Long-time Met Opera music director James Levine to retire

Conductor James Levine, pictured on September 4, 2007, will retire as music director of th
AFP

New York (AFP) – Conductor James Levine, who led the Metropolitan Opera for 40 years as its music director, will retire at the end of the current season for health reasons, the company announced Thursday.

The 72-year-old Levine, who has conducted more than 2,500 performances at the Met, will serve as music director emeritus of the prestigious New York house after the 2015-16 season. 

Levine has struggled with illness in recent years, including Parkinson’s disease, and the Met cited health reasons as the reason for his departure, adding that it plans to announce a new musical director in the coming months.

His retirement marks an end of an era at the Met. Levine has served as a link to the present from opera’s heyday years of the 1970s and 1980s when such stars as Leontyne Pryce and Joan Sutherland enjoyed global followings.

Levine conducted performances of the famed “Three Tenors” who popularized opera in the 1980s and 90s: Luciano Pavarotti, Jose Carreras and Placido Domingo, who is performing under Levine’s baton in the current Met season in Verdi’s “Simon Boccanegra.”

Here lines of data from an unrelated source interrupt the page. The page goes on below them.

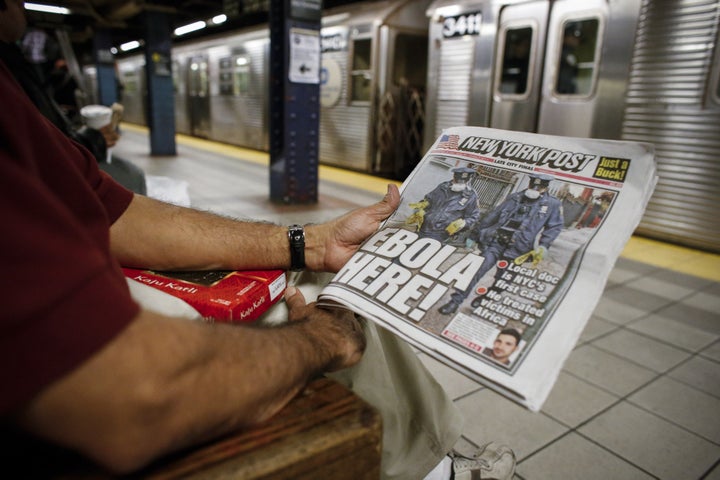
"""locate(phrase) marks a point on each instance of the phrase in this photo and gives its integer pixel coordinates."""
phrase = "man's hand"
(337, 332)
(330, 245)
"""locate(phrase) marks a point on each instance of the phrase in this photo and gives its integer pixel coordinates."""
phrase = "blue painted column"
(294, 100)
(158, 71)
(105, 67)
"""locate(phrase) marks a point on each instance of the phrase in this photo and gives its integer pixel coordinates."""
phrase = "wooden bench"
(327, 432)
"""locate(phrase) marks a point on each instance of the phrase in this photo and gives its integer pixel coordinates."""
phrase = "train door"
(198, 96)
(401, 108)
(572, 63)
(518, 66)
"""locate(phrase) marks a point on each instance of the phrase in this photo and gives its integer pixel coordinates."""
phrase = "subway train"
(396, 73)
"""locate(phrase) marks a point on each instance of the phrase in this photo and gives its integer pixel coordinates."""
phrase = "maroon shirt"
(63, 294)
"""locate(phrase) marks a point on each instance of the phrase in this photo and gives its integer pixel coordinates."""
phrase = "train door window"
(360, 74)
(514, 71)
(177, 84)
(407, 67)
(241, 75)
(578, 57)
(225, 75)
(198, 84)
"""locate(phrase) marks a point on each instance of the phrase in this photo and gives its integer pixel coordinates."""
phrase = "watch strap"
(296, 238)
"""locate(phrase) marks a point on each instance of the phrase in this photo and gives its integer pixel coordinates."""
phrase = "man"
(449, 208)
(85, 367)
(37, 88)
(505, 344)
(511, 230)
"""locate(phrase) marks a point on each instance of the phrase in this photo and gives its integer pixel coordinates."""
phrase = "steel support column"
(294, 100)
(158, 69)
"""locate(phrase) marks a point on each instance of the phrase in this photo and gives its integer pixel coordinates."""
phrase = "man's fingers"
(294, 298)
(388, 204)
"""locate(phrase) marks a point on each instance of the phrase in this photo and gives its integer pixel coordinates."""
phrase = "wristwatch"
(296, 237)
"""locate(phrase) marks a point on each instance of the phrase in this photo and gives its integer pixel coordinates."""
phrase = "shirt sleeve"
(64, 295)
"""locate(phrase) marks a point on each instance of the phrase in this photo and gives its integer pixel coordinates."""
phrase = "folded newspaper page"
(500, 250)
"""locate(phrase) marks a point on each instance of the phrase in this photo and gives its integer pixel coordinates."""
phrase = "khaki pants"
(420, 422)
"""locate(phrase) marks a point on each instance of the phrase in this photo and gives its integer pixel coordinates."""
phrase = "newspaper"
(500, 250)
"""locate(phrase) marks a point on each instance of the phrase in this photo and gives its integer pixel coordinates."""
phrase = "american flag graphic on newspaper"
(449, 142)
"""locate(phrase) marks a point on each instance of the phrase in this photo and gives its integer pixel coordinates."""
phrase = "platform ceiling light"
(190, 28)
(125, 47)
(38, 7)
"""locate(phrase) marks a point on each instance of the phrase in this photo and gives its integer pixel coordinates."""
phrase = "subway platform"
(639, 397)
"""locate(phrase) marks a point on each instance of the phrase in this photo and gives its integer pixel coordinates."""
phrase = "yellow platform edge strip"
(676, 258)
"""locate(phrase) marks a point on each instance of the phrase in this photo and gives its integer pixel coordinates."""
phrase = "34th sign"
(459, 25)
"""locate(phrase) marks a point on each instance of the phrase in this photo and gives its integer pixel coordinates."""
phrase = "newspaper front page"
(500, 250)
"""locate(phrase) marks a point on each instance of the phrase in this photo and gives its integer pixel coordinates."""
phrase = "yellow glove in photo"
(455, 226)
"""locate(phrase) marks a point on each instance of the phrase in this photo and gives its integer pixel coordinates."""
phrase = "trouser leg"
(420, 422)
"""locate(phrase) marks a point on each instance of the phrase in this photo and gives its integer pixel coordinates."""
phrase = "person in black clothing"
(28, 78)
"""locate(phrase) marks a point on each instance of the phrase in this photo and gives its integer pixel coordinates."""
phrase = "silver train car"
(221, 88)
(395, 74)
(641, 70)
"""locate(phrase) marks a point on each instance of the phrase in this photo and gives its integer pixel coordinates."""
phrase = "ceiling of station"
(125, 20)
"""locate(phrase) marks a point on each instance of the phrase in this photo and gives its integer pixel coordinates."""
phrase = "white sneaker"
(491, 462)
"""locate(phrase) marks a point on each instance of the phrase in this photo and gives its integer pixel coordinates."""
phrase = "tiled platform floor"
(639, 397)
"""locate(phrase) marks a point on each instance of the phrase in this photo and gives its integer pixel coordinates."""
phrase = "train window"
(241, 75)
(406, 67)
(577, 62)
(360, 75)
(515, 68)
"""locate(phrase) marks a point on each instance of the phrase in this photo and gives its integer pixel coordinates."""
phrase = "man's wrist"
(296, 239)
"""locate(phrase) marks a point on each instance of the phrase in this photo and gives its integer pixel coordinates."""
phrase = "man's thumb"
(294, 298)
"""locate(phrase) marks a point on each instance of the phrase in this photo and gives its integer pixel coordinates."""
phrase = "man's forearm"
(164, 384)
(152, 234)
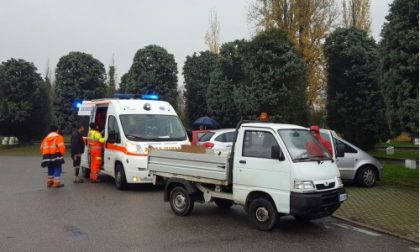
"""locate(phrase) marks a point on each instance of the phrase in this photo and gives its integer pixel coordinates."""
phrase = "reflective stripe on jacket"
(95, 140)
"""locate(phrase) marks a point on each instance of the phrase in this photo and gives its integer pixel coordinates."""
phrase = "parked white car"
(218, 140)
(353, 163)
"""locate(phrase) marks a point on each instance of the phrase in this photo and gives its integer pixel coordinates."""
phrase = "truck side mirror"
(276, 153)
(340, 150)
(112, 136)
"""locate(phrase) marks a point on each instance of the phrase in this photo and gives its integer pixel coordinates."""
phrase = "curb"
(375, 228)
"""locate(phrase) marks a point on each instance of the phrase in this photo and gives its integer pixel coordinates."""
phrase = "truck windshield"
(302, 146)
(153, 128)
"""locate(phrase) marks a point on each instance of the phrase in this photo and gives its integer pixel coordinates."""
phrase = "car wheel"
(120, 179)
(262, 214)
(86, 172)
(223, 204)
(180, 201)
(366, 176)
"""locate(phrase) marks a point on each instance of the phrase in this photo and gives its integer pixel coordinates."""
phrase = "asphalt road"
(97, 217)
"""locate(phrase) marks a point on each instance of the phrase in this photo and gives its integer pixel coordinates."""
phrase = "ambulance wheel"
(120, 179)
(86, 172)
(263, 214)
(180, 201)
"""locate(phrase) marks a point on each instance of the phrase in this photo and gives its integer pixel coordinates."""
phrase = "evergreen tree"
(23, 100)
(400, 66)
(154, 70)
(111, 81)
(196, 71)
(78, 76)
(223, 81)
(355, 104)
(275, 80)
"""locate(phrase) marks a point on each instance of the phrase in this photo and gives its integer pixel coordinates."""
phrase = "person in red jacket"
(315, 131)
(52, 149)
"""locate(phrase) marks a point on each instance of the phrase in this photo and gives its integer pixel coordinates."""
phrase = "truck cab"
(131, 127)
(272, 170)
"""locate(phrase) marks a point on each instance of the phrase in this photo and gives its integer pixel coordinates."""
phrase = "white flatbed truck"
(270, 172)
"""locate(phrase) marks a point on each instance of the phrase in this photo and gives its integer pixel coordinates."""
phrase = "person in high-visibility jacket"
(53, 149)
(96, 145)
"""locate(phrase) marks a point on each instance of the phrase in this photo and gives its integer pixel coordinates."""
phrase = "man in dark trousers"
(77, 149)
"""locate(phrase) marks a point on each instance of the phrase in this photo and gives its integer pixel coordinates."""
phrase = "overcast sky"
(42, 31)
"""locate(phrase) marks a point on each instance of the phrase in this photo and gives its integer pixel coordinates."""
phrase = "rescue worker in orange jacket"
(53, 150)
(96, 143)
(315, 130)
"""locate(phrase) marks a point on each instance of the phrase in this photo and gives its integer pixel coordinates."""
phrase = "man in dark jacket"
(77, 149)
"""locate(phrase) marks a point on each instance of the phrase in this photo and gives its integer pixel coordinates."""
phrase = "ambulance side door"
(113, 140)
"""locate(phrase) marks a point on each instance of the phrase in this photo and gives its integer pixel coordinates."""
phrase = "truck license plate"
(342, 197)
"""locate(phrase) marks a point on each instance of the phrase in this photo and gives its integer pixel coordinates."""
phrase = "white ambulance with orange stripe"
(131, 125)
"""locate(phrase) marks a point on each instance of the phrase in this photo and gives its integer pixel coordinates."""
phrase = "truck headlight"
(303, 185)
(339, 182)
(134, 148)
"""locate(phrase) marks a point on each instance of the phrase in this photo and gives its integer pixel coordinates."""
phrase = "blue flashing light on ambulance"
(132, 125)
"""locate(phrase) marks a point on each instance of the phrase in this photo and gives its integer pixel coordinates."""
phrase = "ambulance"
(132, 125)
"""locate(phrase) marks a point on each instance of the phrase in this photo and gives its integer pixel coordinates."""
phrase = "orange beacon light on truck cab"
(264, 117)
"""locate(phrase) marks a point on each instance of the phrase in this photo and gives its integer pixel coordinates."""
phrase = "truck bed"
(205, 168)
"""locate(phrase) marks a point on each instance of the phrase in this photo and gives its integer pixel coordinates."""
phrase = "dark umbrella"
(206, 122)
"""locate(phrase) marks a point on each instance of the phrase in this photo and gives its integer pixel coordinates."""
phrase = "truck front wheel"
(223, 204)
(180, 201)
(262, 214)
(120, 179)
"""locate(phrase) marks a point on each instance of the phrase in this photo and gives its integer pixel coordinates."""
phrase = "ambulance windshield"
(153, 128)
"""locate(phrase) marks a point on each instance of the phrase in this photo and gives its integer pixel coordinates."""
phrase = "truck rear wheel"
(180, 201)
(263, 214)
(223, 204)
(366, 176)
(120, 179)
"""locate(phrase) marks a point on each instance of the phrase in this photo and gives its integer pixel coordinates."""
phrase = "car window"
(230, 136)
(206, 137)
(221, 138)
(347, 148)
(326, 136)
(258, 144)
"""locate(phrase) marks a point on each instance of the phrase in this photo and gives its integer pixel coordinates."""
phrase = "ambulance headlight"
(303, 185)
(133, 148)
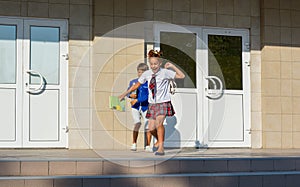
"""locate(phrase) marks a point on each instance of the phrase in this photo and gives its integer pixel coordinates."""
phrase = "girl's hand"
(132, 102)
(121, 97)
(133, 96)
(169, 65)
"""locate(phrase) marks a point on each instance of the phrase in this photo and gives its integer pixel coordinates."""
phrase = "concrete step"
(151, 166)
(233, 179)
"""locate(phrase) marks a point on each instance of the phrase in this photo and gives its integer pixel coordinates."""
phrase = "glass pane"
(225, 60)
(8, 38)
(180, 49)
(44, 54)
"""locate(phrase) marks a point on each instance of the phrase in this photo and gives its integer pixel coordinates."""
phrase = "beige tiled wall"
(280, 73)
(113, 54)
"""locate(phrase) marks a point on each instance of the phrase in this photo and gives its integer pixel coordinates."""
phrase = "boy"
(139, 106)
(159, 98)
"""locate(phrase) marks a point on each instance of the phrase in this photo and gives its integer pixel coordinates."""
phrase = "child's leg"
(137, 124)
(136, 132)
(160, 132)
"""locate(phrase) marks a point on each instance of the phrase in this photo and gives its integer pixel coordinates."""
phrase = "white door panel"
(44, 121)
(215, 104)
(10, 82)
(8, 115)
(33, 82)
(180, 129)
(226, 115)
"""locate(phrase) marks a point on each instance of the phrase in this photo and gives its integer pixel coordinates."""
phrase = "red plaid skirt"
(157, 109)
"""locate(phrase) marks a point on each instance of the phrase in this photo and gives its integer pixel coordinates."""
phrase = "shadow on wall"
(172, 135)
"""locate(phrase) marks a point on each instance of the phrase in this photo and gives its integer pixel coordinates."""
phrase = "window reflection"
(225, 60)
(180, 49)
(8, 54)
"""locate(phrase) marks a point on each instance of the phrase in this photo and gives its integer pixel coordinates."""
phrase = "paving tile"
(34, 168)
(11, 183)
(150, 182)
(96, 182)
(262, 165)
(292, 181)
(215, 165)
(239, 165)
(201, 182)
(285, 165)
(274, 181)
(141, 167)
(191, 166)
(39, 183)
(175, 181)
(120, 167)
(250, 181)
(168, 166)
(9, 168)
(226, 182)
(124, 182)
(62, 168)
(89, 168)
(67, 183)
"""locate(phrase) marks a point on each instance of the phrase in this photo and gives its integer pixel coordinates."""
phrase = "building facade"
(61, 60)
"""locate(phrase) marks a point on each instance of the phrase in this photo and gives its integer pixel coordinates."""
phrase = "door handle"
(214, 93)
(41, 83)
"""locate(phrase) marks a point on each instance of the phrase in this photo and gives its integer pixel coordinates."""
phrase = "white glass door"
(33, 83)
(179, 46)
(10, 83)
(45, 83)
(212, 103)
(227, 87)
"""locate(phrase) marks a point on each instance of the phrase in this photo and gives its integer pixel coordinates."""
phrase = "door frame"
(22, 53)
(244, 33)
(18, 86)
(201, 72)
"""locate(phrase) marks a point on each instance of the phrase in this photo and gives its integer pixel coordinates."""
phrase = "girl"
(159, 98)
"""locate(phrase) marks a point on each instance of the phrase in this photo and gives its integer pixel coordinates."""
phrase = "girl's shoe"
(154, 149)
(133, 147)
(148, 149)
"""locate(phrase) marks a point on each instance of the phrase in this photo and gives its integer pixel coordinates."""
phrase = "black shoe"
(159, 153)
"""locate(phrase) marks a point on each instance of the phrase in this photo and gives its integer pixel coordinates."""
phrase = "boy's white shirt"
(162, 84)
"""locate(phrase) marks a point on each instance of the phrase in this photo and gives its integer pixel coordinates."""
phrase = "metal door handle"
(41, 84)
(215, 92)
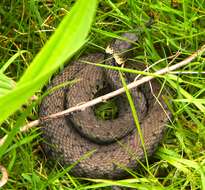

In more recent years, he has played a major role in nurturing newer and up-and-coming stars such as the soprano Angela Meade and the tenor Matthew Polenzani.  

“There is no conductor in the history of opera who has accomplished what Jim has achieved in his epic career at the Met,” said Peter Gelb, the Met’s General Manager.

“We are fortunate that he will continue to play an active and vital role in the life of the company when he becomes music director emeritus at the end of the season.”

Levine’s struggles with Parkinson’s disease forced him to take a two-year leave of absence in 2011, after which he conducted from a motorized wheelchair and used a podium that mechanically falls and rises.

He conducted frequently in the 2014-15 season, but withdrew earlier this year from a major new production of Berg’s “Lulu” due to health reasons.

Levine plans to complete planned performances in the current season. He will continue to conduct on a scaled-back basis next season, including a revival of Verdi’s “Nabucco,” also with Domingo.